Circumcision can be performed for a number of reasons. This procedure is practiced by several religions and in some nations it is standard practice in hospital settings after the birth of infant boys for social reasons. Adults may undergo circumcision if they develop certain medical conditions that cause problems with the foreskin, like phimosis, where the foreskin becomes too tight and cuts off circulation.

In a laser circumcision, the doctor will apply a local anesthetic to numb the tissue, wait for it to take effect, and use forceps to grip the foreskin and hold it firmly in place. She stretches it over the head of the penis and guides a small surgical laser along it to create a clean cut. Lasers cauterize as they cut, and the patient should experience minimal bleeding. After the surgery, a few dissolvable stitches are necessary to hold the tissue in place while it heals.

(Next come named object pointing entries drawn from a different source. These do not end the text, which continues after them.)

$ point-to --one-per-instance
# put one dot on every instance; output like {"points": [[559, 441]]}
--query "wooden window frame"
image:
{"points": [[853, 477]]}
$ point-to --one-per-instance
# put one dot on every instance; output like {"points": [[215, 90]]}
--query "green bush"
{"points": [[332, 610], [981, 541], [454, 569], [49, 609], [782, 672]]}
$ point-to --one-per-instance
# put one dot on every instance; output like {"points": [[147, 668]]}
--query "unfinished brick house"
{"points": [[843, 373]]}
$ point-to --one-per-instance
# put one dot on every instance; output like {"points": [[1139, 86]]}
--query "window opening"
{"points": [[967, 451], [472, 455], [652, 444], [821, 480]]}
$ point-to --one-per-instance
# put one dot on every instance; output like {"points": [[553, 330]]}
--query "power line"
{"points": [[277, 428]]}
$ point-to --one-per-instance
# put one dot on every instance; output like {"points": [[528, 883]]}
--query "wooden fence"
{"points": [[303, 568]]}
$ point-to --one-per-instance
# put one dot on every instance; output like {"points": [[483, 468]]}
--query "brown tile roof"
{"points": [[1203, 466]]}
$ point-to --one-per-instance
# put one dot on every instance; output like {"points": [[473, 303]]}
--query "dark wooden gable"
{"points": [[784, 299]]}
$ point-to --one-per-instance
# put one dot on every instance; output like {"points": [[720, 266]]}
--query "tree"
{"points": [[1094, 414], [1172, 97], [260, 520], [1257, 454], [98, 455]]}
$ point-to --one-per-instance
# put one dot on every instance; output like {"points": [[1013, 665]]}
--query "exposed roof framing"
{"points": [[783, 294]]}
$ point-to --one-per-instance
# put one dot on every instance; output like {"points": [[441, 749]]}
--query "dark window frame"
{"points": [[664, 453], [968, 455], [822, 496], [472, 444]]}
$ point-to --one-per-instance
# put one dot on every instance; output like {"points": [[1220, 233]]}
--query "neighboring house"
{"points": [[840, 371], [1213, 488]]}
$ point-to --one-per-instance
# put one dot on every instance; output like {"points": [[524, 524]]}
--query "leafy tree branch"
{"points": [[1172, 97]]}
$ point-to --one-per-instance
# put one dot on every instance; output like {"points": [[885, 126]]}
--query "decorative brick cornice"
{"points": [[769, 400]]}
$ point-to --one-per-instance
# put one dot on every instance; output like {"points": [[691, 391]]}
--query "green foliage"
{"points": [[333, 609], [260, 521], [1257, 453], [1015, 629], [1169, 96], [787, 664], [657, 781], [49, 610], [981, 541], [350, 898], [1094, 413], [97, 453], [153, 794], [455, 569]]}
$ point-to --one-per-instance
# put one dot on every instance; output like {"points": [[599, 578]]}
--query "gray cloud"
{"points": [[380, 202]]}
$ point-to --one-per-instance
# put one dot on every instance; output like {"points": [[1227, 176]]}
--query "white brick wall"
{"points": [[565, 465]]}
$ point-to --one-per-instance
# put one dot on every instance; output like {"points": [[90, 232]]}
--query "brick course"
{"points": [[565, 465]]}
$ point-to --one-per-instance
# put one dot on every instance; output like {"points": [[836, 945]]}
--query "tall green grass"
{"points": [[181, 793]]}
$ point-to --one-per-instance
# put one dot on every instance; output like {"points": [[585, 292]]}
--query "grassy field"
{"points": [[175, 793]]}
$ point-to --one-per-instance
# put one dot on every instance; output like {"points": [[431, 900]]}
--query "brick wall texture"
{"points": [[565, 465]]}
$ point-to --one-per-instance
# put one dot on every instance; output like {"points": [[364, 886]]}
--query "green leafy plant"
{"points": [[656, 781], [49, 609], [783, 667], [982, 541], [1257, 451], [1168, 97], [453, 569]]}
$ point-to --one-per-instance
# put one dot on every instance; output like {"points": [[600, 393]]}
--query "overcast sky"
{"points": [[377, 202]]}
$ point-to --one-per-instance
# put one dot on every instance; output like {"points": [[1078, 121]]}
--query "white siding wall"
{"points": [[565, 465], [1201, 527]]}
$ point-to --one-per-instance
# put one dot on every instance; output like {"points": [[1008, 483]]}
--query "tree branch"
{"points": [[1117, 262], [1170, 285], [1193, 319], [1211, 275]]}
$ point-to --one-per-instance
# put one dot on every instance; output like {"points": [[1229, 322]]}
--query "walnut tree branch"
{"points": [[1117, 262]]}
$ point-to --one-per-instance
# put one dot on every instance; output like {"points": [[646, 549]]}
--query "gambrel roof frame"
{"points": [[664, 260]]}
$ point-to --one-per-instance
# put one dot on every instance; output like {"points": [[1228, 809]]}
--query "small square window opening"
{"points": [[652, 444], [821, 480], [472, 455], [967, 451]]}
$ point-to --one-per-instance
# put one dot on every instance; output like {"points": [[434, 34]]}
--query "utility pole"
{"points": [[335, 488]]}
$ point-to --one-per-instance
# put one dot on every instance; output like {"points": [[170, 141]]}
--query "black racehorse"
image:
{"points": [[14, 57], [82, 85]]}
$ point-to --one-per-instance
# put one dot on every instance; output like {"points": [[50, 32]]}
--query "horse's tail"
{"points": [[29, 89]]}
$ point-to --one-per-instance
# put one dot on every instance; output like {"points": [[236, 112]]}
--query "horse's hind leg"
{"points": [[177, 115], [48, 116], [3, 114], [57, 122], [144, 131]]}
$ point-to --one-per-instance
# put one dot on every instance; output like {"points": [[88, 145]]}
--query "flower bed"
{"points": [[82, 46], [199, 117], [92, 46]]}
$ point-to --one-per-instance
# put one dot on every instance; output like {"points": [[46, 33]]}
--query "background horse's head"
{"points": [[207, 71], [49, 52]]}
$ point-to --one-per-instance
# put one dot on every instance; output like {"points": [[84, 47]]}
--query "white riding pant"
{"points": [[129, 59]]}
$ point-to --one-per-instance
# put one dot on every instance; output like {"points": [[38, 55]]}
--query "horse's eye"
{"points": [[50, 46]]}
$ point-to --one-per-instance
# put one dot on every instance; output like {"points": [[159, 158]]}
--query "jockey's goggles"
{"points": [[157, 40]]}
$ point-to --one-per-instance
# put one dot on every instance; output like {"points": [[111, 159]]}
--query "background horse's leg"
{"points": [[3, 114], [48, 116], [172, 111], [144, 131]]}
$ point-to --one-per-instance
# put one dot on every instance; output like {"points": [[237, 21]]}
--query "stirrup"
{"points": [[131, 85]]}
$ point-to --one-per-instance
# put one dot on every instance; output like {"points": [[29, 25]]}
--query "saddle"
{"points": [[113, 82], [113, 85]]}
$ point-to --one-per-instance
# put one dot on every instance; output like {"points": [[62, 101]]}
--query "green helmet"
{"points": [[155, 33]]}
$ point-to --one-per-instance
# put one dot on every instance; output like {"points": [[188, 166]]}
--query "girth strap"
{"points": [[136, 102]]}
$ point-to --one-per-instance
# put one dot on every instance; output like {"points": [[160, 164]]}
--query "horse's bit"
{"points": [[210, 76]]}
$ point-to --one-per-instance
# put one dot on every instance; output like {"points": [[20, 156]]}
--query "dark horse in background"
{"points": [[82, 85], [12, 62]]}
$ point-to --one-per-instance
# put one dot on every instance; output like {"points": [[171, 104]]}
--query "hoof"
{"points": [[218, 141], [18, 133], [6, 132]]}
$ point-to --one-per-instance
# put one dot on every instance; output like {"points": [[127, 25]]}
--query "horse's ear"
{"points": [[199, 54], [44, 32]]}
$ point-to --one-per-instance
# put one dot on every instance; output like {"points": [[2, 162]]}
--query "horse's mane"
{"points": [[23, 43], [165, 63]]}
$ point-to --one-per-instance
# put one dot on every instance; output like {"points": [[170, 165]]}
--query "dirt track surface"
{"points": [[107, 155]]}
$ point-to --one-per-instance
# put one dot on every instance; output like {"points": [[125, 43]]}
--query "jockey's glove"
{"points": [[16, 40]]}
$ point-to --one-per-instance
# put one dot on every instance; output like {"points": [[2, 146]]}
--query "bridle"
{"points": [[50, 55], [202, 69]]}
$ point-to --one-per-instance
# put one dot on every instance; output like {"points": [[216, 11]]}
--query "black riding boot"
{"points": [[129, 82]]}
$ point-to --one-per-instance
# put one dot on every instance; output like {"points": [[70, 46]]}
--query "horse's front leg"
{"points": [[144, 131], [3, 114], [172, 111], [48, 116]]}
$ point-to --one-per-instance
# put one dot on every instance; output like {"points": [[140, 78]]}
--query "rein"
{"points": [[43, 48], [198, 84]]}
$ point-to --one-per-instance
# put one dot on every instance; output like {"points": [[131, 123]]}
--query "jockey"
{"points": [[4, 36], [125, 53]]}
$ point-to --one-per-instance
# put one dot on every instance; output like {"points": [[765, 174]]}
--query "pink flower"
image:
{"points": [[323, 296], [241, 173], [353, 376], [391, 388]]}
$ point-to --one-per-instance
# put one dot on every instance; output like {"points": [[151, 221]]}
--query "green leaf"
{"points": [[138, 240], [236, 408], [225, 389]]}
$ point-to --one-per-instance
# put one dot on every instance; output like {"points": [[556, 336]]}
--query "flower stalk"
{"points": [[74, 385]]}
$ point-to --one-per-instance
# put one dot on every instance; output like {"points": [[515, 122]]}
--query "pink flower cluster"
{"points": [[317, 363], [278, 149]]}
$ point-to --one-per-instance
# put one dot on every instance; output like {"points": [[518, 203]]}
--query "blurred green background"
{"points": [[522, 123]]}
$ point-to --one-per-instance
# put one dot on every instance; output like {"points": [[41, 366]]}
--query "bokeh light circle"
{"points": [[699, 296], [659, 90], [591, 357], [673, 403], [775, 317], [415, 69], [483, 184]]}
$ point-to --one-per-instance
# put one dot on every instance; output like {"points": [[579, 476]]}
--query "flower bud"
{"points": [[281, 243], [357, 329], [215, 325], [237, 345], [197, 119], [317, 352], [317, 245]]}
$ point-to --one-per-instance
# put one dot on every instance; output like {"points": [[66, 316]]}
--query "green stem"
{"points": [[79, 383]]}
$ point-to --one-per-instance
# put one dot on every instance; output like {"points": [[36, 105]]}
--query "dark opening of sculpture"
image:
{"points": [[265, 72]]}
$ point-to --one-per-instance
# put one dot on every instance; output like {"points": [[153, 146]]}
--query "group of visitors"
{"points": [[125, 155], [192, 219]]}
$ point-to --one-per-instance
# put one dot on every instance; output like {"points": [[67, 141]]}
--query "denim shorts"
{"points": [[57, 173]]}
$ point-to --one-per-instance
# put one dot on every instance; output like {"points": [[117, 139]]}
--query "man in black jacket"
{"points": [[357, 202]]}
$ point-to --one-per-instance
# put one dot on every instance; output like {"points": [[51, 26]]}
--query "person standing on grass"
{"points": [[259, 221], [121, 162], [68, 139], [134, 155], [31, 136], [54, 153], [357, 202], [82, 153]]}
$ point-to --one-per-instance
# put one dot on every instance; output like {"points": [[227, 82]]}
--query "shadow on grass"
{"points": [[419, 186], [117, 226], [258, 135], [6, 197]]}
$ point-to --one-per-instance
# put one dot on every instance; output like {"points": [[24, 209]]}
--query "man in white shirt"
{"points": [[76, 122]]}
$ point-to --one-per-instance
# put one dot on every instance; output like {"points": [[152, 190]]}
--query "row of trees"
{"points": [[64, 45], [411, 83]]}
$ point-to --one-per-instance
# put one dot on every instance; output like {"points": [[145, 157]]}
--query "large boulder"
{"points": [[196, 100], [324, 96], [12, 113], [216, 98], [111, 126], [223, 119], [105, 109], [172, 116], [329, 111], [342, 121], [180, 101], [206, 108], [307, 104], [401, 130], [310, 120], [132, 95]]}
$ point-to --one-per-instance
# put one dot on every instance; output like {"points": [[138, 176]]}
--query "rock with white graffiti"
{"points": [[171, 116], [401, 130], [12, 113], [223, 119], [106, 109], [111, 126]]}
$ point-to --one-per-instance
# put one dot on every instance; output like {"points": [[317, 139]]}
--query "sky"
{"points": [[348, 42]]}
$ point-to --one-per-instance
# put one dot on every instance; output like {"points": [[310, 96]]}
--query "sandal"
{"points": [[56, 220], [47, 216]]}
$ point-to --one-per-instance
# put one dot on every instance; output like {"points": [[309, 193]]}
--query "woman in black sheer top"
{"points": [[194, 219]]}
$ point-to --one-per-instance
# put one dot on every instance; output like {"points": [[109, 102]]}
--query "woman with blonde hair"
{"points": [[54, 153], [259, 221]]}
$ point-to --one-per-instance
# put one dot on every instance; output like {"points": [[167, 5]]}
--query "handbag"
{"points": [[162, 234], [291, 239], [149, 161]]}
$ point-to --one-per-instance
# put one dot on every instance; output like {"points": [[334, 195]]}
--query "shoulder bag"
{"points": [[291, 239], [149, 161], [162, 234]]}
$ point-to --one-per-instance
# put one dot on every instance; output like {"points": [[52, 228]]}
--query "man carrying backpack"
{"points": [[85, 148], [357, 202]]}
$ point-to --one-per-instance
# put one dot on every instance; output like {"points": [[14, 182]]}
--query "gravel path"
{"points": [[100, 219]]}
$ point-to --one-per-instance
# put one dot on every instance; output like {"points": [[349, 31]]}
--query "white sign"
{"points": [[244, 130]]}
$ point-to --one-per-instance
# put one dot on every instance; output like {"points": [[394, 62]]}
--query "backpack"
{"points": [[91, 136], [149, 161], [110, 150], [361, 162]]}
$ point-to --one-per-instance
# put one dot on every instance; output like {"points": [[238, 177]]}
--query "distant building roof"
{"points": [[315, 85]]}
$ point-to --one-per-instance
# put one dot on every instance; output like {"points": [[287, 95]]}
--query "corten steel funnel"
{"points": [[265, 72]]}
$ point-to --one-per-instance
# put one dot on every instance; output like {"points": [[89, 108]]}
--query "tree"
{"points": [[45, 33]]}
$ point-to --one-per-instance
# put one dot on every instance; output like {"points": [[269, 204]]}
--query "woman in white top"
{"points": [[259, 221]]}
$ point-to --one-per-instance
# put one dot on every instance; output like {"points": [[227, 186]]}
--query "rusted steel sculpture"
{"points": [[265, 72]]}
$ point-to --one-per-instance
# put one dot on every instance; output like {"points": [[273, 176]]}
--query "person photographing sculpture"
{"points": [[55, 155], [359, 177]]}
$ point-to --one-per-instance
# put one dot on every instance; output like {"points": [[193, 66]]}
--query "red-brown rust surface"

General anesthesia is also available for circumcision, although it is not usually recommended because it carries considerable risks. If the patient already needs it for a different procedure, the doctor may offer to arrange for the circumcision at the same time, as for example, if a urologist is already performing surgery in the genital area.

After laser circumcision, the patient will notice some pain, redness, and soreness. The doctor may prescribe some mild pain management to keep the patient comfortable, and it is also advisable to take anti-inflammatory medications to limit swelling. Icing the groin can help if the patient experiences substantial swelling. The doctor usually does not need to see the incision again, but she may recommend it if there are concerns about complications. If the patient reports changes in skin color or a strange discharge, for example, this may be evidence of an infection.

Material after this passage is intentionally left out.